Cookbook
Working recipes for the most common Mantis flows.
Resume an interrupted run
Every Mantis phase persists state on disk. If a run halts mid-flight (Ctrl-C, context limit, system crash), just resume:
# Claude Code
/mantis resume target.com
# OpenCode
@mantis-orchestrator resume target.com
The orchestrator reads state.json, picks up at the last completed phase, and continues. If a hunter wave was in flight when the run stopped, you can force a reconciliation:
/mantis resume target.com force-merge
Run without auth
Skip the AUTH phase entirely. Hunters test unauthenticated only.
/mantis target.com --no-auth
Triage a new target cheaply
You found a new bug-bounty program and want to know if it's worth a full run.
/mantis-fast https://target.com
~$3-10 and ~10 minutes. If fast finds something, escalate to standard or ultra.
Long-mission rare-bug hunt
Some bugs only show up after hours of exploration. Loop mode runs the full FSM, then EXPLORE, then full FSM again, until a findings or time budget is hit.
/mantis-loop https://target.com --findings 3 --budget-min 240
Concurrent multi-target hunts
Each Mantis run owns one session directory and one MCP server process.
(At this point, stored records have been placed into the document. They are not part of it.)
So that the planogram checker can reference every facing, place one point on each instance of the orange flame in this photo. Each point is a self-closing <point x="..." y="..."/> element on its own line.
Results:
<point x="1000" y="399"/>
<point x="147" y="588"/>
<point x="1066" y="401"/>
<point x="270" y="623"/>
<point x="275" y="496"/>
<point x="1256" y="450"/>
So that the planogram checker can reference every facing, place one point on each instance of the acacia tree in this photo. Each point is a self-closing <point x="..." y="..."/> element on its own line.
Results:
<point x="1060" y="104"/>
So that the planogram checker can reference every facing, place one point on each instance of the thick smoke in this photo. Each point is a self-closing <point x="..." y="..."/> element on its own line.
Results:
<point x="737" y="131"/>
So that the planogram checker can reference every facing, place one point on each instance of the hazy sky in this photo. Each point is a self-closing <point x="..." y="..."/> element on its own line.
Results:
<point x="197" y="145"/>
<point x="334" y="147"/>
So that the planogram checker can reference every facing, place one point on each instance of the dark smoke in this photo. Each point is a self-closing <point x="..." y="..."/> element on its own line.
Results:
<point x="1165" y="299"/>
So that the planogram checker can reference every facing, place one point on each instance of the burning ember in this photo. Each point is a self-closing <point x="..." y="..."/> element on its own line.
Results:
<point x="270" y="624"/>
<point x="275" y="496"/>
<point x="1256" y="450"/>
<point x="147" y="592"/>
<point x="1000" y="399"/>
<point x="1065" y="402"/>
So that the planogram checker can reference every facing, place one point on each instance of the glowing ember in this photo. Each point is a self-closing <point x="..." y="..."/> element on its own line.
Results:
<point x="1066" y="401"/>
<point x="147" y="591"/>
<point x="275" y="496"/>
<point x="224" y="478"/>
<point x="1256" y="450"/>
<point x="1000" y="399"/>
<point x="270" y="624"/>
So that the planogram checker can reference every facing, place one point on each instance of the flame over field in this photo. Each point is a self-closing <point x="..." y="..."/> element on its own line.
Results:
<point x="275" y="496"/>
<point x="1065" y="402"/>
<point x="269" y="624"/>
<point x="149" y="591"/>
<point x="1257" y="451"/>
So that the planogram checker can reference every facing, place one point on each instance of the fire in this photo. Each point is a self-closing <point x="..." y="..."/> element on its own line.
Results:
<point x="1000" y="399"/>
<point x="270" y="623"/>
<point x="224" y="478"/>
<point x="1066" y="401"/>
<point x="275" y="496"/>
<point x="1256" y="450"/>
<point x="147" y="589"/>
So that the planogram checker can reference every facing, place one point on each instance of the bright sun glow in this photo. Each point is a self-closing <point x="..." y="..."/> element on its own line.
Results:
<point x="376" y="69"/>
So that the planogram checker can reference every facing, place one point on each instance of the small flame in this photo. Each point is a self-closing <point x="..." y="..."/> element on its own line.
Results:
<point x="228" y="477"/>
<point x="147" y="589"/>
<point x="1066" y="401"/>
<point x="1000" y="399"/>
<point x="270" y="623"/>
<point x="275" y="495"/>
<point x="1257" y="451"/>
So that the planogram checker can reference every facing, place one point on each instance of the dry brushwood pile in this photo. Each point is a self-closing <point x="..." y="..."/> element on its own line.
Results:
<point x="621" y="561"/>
To hunt two targets at once, use the worktree helper:
./scripts/mantis-worktree.sh target1.com # creates ~/mantis-worktrees/target1.com on its own branch
./scripts/mantis-worktree.sh target2.com # second worktree, independent server, independent state
# Open Claude Code or OpenCode in each worktree separately
cd ~/mantis-worktrees/target1.com && claude
# in another terminal:
cd ~/mantis-worktrees/target2.com && claude
Grading came back HOLD: now what
HOLD means the grader saw enough proof to be intriguing but not enough to SUBMIT. grade.json.feedback tells you what's missing. The orchestrator automatically re-runs HUNT with the grader's feedback injected, then re-runs CHAIN + VERIFY before re-grading. Max two HOLD loops; after that it escalates to you.
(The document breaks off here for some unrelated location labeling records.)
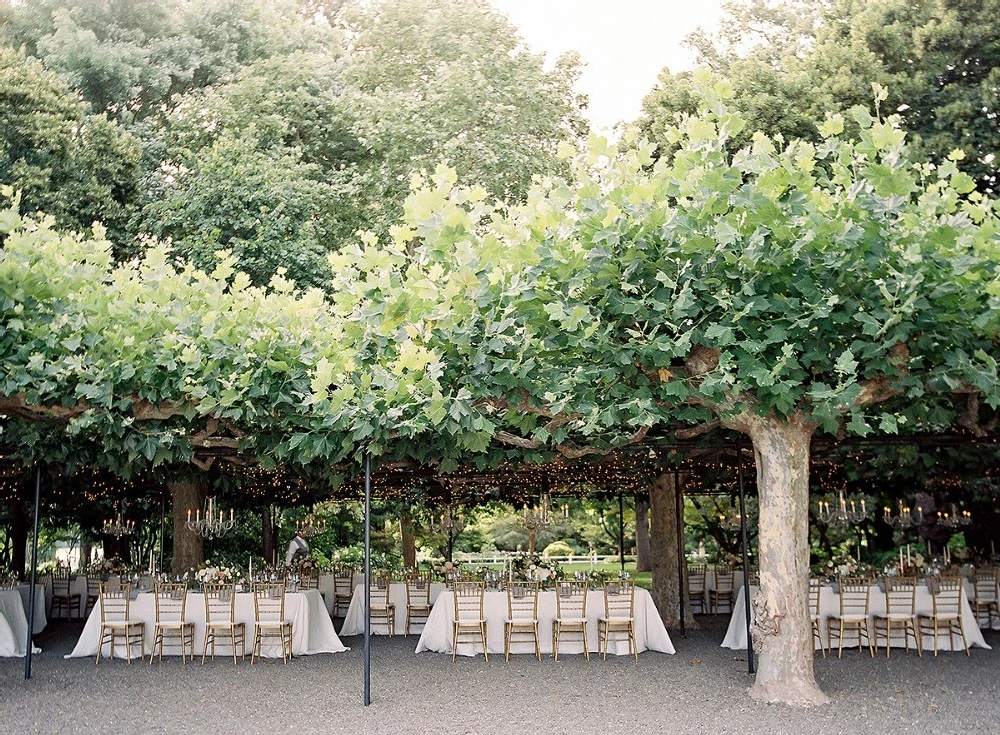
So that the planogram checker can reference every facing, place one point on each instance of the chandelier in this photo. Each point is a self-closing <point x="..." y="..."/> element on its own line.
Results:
<point x="844" y="513"/>
<point x="118" y="526"/>
<point x="212" y="523"/>
<point x="905" y="517"/>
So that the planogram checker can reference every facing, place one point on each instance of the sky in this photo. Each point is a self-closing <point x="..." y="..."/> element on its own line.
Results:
<point x="625" y="44"/>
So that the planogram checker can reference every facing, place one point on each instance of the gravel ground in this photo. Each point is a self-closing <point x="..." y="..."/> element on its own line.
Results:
<point x="701" y="689"/>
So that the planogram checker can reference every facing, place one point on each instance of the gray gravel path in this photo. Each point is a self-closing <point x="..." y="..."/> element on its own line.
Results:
<point x="701" y="689"/>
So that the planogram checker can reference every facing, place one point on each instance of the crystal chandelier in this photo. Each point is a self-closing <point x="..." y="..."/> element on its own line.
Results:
<point x="844" y="513"/>
<point x="905" y="517"/>
<point x="118" y="526"/>
<point x="212" y="522"/>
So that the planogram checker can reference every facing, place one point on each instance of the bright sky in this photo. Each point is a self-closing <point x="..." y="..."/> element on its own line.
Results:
<point x="624" y="43"/>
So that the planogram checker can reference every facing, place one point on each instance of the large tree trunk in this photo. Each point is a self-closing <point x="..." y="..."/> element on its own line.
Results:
<point x="664" y="530"/>
<point x="643" y="560"/>
<point x="408" y="541"/>
<point x="782" y="632"/>
<point x="189" y="548"/>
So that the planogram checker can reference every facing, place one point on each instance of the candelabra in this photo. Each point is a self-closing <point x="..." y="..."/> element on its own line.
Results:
<point x="118" y="526"/>
<point x="212" y="523"/>
<point x="905" y="518"/>
<point x="844" y="514"/>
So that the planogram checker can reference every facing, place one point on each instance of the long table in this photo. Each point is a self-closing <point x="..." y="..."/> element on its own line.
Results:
<point x="829" y="602"/>
<point x="650" y="633"/>
<point x="312" y="629"/>
<point x="354" y="621"/>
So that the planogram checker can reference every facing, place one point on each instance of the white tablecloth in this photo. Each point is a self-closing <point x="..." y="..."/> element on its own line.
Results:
<point x="829" y="602"/>
<point x="354" y="622"/>
<point x="650" y="634"/>
<point x="312" y="629"/>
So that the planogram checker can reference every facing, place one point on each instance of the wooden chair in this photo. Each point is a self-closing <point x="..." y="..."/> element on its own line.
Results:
<point x="571" y="613"/>
<point x="855" y="611"/>
<point x="382" y="610"/>
<point x="418" y="600"/>
<point x="269" y="619"/>
<point x="469" y="617"/>
<point x="900" y="613"/>
<point x="220" y="620"/>
<point x="815" y="589"/>
<point x="946" y="596"/>
<point x="619" y="615"/>
<point x="62" y="596"/>
<point x="522" y="615"/>
<point x="115" y="604"/>
<point x="171" y="622"/>
<point x="696" y="588"/>
<point x="723" y="593"/>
Use GPT-5 for hunters, Opus for verifiers
Mixed-provider runs concentrate top-tier tokens on the highest-leverage roles.
// opencode.json
{
"model": "openai/gpt-5",
"agent": {
"hunter-agent": { "model": "openai/gpt-5" },
"chain-builder": { "model": "anthropic/claude-opus-4-5" },
"brutalist-verifier": { "model": "anthropic/claude-opus-4-5" },
"balanced-verifier": { "model": "anthropic/claude-opus-4-5" },
"final-verifier": { "model": "anthropic/claude-opus-4-5" },
"grader": { "model": "openai/gpt-5-mini" },
"report-writer": { "model": "openai/gpt-5-mini" },
"triage-agent": { "model": "openai/gpt-5-nano" }
}
}
Run entirely on local Ollama
If you want zero data leaving your machine (slower, lower quality):
// opencode.json
{
"model": "ollama/llama3.3:70b",
"provider": {
"ollama": { "options": { "baseURL": "http://localhost:11434" } }
}
}
Llama 3.3 70B passes our smoke tests on the hunter and recon roles. For the verifiers and chain-builder, you'll see meaningfully worse evidence quality vs. a frontier model.
Use Mantis as an investigation tool in VS Code (Cline)
You found a specific suspicious endpoint and want a structured investigation. Don't need full FSM:
- Install Mantis with
--harness=opencode(which also drops.claude/agents/). - In Cline, register the Mantis MCP server (see adapters/cline.md).
- Paste the body of
.claude/agents/hunter-agent.mdinto the Cline chat as a system prompt. - Tell Cline the surface and target. It will use the typed MCP tools to record findings, but you drive the conversation.
Auto-disclose with a suggested patch
When you find something and want to do the right thing:
/mantis-fullsend target.com
Standard run + a patch-writer phase that generates a suggested code-level diff + a disclosure-sender phase that finds the security contact (security.txt / disclosure URL / well-known emails) and drafts an email through Gmail MCP. Hard-gated: never sends without your final review.